Job Description
Senior AI/ML Engineer (Agentic Systems)
- Working Hours: Mon-Fri (Hybrid)
- Location: Pasir Panjang
- Remuneration: Up to $10,000 + AWS
About the Role
We are seeking a skilled and experienced Software Engineer with a genuine enthusiasm for Generative AI to join our GenAI team. In this position, you will play a central role in building out a scalable Agentic Framework — tackling complex LLM orchestration challenges, integrating external tools and services, establishing agent observability, and designing the backend infrastructure that underpins our AI-powered applications. If you enjoy solving intricate orchestration problems and are comfortable leveraging AI-assisted development practices to accelerate delivery, we'd love to hear from you.
Key Responsibilities
- Agentic Orchestration & Development: Architect and implement advanced orchestration layers using Python-based frameworks such as LangGraph and n8n, as well as cloud-native AI services like AWS Bedrock Agents. Expand agent capabilities by developing and integrating new "skills" and third-party API tool calls.
- Advanced RAG & Cloud Integration: Design and optimise Retrieval-Augmented Generation (RAG) pipelines. Work extensively with large language models via the AWS ecosystem (Bedrock) and internal government API gateways, with a strong focus on context window management and embedding strategies.
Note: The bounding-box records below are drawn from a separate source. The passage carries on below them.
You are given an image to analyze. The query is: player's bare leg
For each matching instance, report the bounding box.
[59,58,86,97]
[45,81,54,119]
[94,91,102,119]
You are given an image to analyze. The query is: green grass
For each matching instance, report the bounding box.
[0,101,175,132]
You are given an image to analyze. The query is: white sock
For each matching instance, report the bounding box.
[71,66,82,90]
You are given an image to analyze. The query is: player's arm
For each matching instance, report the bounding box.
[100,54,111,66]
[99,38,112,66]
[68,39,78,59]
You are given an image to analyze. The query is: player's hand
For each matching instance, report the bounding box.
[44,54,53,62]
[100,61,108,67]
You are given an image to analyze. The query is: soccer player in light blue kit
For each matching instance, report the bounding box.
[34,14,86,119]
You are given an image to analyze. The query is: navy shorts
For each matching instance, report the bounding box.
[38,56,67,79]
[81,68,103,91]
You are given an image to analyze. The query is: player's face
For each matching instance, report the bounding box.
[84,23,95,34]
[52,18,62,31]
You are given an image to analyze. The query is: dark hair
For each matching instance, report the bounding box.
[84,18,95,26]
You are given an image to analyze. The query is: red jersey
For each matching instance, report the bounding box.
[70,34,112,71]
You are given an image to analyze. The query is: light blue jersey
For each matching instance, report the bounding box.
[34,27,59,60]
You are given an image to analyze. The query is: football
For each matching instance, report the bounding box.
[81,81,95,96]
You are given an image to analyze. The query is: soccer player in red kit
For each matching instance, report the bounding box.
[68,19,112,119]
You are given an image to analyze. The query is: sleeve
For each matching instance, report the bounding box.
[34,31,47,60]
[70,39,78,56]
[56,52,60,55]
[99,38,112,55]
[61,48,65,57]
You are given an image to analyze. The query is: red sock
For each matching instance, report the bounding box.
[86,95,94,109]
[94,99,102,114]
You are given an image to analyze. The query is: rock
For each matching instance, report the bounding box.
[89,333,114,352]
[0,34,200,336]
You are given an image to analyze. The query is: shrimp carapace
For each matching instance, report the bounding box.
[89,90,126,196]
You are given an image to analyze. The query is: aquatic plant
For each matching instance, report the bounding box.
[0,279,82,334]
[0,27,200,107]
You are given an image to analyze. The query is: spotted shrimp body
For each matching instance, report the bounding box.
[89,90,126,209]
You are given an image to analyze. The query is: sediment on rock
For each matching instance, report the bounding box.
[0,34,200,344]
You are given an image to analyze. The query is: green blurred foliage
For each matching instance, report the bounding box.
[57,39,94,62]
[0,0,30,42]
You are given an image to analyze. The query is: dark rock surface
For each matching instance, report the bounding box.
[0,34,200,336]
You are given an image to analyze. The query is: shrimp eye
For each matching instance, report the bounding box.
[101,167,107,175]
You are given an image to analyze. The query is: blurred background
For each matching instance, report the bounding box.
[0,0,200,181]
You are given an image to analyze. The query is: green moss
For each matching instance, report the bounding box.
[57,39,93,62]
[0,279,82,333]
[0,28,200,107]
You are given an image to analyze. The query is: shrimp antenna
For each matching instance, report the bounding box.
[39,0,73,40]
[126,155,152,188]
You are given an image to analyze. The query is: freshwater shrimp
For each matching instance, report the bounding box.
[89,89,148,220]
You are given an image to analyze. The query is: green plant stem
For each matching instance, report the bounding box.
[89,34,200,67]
- Platform & Marketplace Architecture: Build the backend architecture for an AI capabilities marketplace — enabling users to securely publish, version, share, and manage datasets, custom document chatbots, AI agents, and agentic skills.
- Backend & API Engineering: Develop robust, scalable backend services and APIs. Design and maintain relational databases (PostgreSQL) to support application state management and complex AI workflows.
- Vector Search & Data Handling: Manage and tune search and retrieval mechanisms using vector databases and search engines (e.g., OpenSearch) to maximise retrieval accuracy and minimise latency.
- Agent Observability & Evaluation: Instrument AI agents with telemetry to track metrics such as token consumption, response latency, and tool-call outcomes. Develop evaluation mechanisms to assess LLM output quality and reduce hallucinations.
- AI Guardrails & Enterprise Security: Implement security controls around LLM usage, including defences against prompt injection, data masking, and output filtering — ensuring full compliance with government data privacy requirements.
- Data Pipelines & Platform Support: Design and maintain data ingestion and processing pipelines (ETL) to supply and refresh vector databases.
- Full-Stack Collaboration: Partner closely with frontend engineers and UI/UX designers to integrate AI backend processes with React and Next.js frontends.
Qualifications
- Experience: At least 5 years of software engineering experience, with a strong foundation in backend development, API design, and system architecture.
- GenAI/LLM Proficiency: Demonstrated hands-on experience building production applications using AI middleware and orchestration frameworks (e.g., LangChain, LlamaIndex, LangGraph), as well as managed LLM services.
- Cloud Expertise: Solid familiarity with major cloud platforms. Hands-on knowledge of AWS services — particularly Bedrock, Bedrock Agents, and OpenSearch — is strongly preferred; equivalent experience on Azure or GCP will also be considered.
- Database Skills: Strong working knowledge of relational database systems, particularly PostgreSQL, along with a solid understanding of vector database concepts.
- Modern Development Practices: Practical understanding of frontend frameworks (React/Next.js); ability to apply AI-assisted coding tools to accelerate development while upholding rigorous standards for code quality, security, and debuggability.